Par un matin ordinaire, une publication Facebook a secoué les fondements du silence complice d’un système déjà gangrené par l’impunité. Ce n’était pas un simple post, mais un cri d’alerte, une interpellation frontale lancée par Djovany Michel, journaliste engagé, figure montante de l’anti-corruption en Haïti.
“Tout zam ak sak bal k’ap gen pou pase Ladwàn pou vin tiye malere ak malerèz…”, écrit-il, dans une dénonciation aussi brute que précise. Ce message, lancé sur les réseaux sociaux, désigne nommément ceux qu’il accuse d’alimenter le chaos : Olivier Barreau, Édouard Baussan, Marc-Antoine Acra. Trois noms, trois symboles selon lui, d’une élite économique et politique complice du pourrissement national.
Une enquête citoyenne : la corruption à visage découvert
Dans sa publication, Djovany Michel ne se contente pas de dénoncer vaguement. Il pointe directement un réseau d’influence soupçonné d’avoir imposé Gérald Remplais à la tête de la Douane haïtienne, malgré de graves accusations le liant à un trafic d’armes et de munitions. Une affaire remontant à un container entré illégalement dans le pays sous le couvert d’une entité religieuse — l’Église Épiscopale — dont le contenu macabre aurait dû déclencher un tollé judiciaire. Le contenu de ce conteneur : non pas des Bibles ou des aides humanitaires, mais des armes de guerre, des chargeurs, et des milliers de cartouches.
Mais jusqu’à aujourd’hui, ce dossier n’a jamais connu de véritable aboutissement judiciaire. Et selon Michel, le suspect principal — Remplais — continue non seulement d’échapper à la justice, mais est même récompensé par une nomination stratégique, comme si les lois n’avaient plus cours dans les hautes sphères du pouvoir.
Un État pris en otage par les puissants
Ce que révèle Djovany Michel dépasse la simple indignation.
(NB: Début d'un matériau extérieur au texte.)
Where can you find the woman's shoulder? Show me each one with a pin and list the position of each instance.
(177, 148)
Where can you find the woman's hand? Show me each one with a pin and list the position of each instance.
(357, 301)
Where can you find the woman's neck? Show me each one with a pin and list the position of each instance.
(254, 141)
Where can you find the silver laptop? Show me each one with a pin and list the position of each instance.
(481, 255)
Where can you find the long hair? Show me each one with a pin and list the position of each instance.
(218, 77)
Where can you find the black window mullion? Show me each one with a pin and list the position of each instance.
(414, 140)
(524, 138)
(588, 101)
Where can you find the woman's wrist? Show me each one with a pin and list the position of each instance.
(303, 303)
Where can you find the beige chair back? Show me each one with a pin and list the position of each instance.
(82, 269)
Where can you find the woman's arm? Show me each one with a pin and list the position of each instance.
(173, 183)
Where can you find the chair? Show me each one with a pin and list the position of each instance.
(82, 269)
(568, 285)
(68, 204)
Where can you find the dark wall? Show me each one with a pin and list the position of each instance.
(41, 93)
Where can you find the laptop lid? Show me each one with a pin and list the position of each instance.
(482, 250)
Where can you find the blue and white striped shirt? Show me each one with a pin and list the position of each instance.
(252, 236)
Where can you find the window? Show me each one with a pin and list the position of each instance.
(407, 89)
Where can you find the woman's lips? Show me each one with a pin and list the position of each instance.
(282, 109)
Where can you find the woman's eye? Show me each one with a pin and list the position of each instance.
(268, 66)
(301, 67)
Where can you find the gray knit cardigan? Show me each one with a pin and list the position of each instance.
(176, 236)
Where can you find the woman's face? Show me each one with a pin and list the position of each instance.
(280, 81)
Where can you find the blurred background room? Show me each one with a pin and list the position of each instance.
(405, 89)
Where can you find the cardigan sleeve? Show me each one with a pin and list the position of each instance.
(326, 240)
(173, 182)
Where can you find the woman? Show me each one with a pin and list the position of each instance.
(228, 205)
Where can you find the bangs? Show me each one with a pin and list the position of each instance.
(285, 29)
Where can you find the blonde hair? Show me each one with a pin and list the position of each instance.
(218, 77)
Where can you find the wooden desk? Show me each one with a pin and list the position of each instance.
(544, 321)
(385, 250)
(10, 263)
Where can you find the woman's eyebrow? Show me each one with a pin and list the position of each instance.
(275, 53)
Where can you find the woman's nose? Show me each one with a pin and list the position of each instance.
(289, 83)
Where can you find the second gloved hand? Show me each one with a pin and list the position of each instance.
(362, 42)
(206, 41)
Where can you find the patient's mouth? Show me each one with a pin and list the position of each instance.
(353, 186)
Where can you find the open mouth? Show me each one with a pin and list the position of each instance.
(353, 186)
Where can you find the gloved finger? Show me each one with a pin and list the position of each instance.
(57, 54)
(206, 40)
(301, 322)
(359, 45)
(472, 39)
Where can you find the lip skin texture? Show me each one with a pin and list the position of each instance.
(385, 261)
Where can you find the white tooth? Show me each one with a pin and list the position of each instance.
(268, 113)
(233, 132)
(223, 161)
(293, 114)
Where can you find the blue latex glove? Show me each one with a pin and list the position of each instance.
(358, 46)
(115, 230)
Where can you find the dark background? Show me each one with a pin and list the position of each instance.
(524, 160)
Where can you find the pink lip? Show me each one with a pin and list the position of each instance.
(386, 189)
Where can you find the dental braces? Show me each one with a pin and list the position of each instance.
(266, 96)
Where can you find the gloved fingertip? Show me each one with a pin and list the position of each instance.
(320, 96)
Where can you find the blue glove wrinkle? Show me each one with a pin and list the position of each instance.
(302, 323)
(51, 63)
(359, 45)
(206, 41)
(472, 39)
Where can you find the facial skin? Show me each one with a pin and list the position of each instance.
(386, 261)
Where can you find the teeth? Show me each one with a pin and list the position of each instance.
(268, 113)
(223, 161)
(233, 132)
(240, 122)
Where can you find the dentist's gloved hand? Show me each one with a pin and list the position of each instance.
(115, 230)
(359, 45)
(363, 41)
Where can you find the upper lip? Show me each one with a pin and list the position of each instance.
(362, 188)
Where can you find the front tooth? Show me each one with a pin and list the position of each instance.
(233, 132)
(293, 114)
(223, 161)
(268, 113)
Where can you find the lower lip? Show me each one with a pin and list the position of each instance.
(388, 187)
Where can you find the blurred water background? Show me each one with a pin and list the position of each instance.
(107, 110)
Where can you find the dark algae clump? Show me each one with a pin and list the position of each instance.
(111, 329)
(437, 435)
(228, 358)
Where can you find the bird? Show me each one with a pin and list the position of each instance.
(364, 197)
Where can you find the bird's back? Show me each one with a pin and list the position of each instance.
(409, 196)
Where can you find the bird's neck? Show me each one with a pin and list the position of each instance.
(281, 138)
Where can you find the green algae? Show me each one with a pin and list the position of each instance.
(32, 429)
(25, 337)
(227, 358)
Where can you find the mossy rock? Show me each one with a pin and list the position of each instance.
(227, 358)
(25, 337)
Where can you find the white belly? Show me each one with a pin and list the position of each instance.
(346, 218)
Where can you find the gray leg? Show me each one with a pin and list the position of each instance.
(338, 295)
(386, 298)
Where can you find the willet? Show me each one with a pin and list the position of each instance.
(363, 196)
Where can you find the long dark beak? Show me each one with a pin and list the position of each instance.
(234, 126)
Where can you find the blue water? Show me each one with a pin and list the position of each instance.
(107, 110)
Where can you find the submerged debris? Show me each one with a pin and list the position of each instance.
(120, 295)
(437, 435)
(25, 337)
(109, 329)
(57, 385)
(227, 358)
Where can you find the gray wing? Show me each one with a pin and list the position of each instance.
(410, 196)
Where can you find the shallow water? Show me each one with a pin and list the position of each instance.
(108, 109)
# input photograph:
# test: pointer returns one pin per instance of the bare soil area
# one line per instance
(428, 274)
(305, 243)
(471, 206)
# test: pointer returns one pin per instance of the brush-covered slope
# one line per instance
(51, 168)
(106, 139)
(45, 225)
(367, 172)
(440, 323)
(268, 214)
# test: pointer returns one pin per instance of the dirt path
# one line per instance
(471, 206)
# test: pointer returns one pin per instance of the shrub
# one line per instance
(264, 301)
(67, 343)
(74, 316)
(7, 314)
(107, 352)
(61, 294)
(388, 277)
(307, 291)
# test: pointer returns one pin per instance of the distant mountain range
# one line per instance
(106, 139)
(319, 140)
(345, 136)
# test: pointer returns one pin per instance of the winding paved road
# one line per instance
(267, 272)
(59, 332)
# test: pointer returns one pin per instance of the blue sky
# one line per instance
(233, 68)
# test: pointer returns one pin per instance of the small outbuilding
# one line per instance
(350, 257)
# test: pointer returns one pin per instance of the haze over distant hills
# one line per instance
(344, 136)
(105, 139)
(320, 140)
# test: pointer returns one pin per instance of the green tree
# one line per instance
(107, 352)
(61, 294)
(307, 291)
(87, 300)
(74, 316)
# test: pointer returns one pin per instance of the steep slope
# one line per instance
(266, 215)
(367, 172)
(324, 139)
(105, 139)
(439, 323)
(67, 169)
Il met en lumière un système verrouillé, où les criminels en col blanc bénéficient d’une impunité scandaleuse. Là où les jeunes meurent dans les quartiers populaires sous les balles, ceux qui font entrer les armes vivent confortablement dans des villas sécurisées, protégés par leurs réseaux et leur fortune.
Djovany Michel ne se contente pas de parler — il nomme. Il ose ce que beaucoup n’osent plus faire : affronter les puissants. Il rétablit une vérité simple, mais souvent étouffée : le sang des innocents est versé avec la complicité de ceux qui contrôlent les leviers économiques et administratifs.
Un journalisme de combat, enraciné dans l’éthique
Dans un paysage médiatique souvent affaibli par les pressions politiques, économiques, ou par la peur, Djovany Michel fait figure d’exception. Il ne se réclame d’aucun parti, d’aucun clan. Son combat : l’assainissement de la République. Il agit en journaliste, en citoyen, en homme debout.
À travers ses enquêtes, ses posts percutants, ses prises de parole publiques, il s’érige comme un détecteur de corruption, un visionnaire lucide sur les causes profondes de l’effondrement haïtien. Pour lui, les crises économiques, sociales, éducatives ou sanitaires ne sont pas des fatalités. Elles sont le produit direct des actes de certains individus qui utilisent l’État pour s’enrichir, au détriment du peuple.
“Fòk nou pa pè site non gwo kriminèl yo”
Cette phrase finale, brute et sans détour, résonne comme un mantra. Une déclaration de guerre à la culture de la peur. Dans un pays où nommer un corrompu peut vous coûter la vie, Michel choisit de parler à visage découvert. Pas par provocation, mais par devoir. Parce qu’il croit encore que la vérité peut servir de levier à la justice.
Haïti a besoin de ses veilleurs
Dans une Haïti anémiée, handicapée par la prédation systémique, les voix comme celle de Djovany Michel sont rares. Ce sont ces journalistes, ces citoyens éveillés, qui ravivent la flamme d’un espoir lucide. Non pas un optimisme naïf, mais une volonté de regarder le mal en face, de le démasquer, et de bâtir — malgré tout — une société plus juste.
Djovany Michel ne cherche ni la gloire, ni le sensationnalisme. Il cherche la vérité. Et dans ce combat, il rappelle à chacun d’entre nous que la démocratie ne survit pas sans courage. Car dénoncer les criminels, c’est déjà commencer à les désarmer.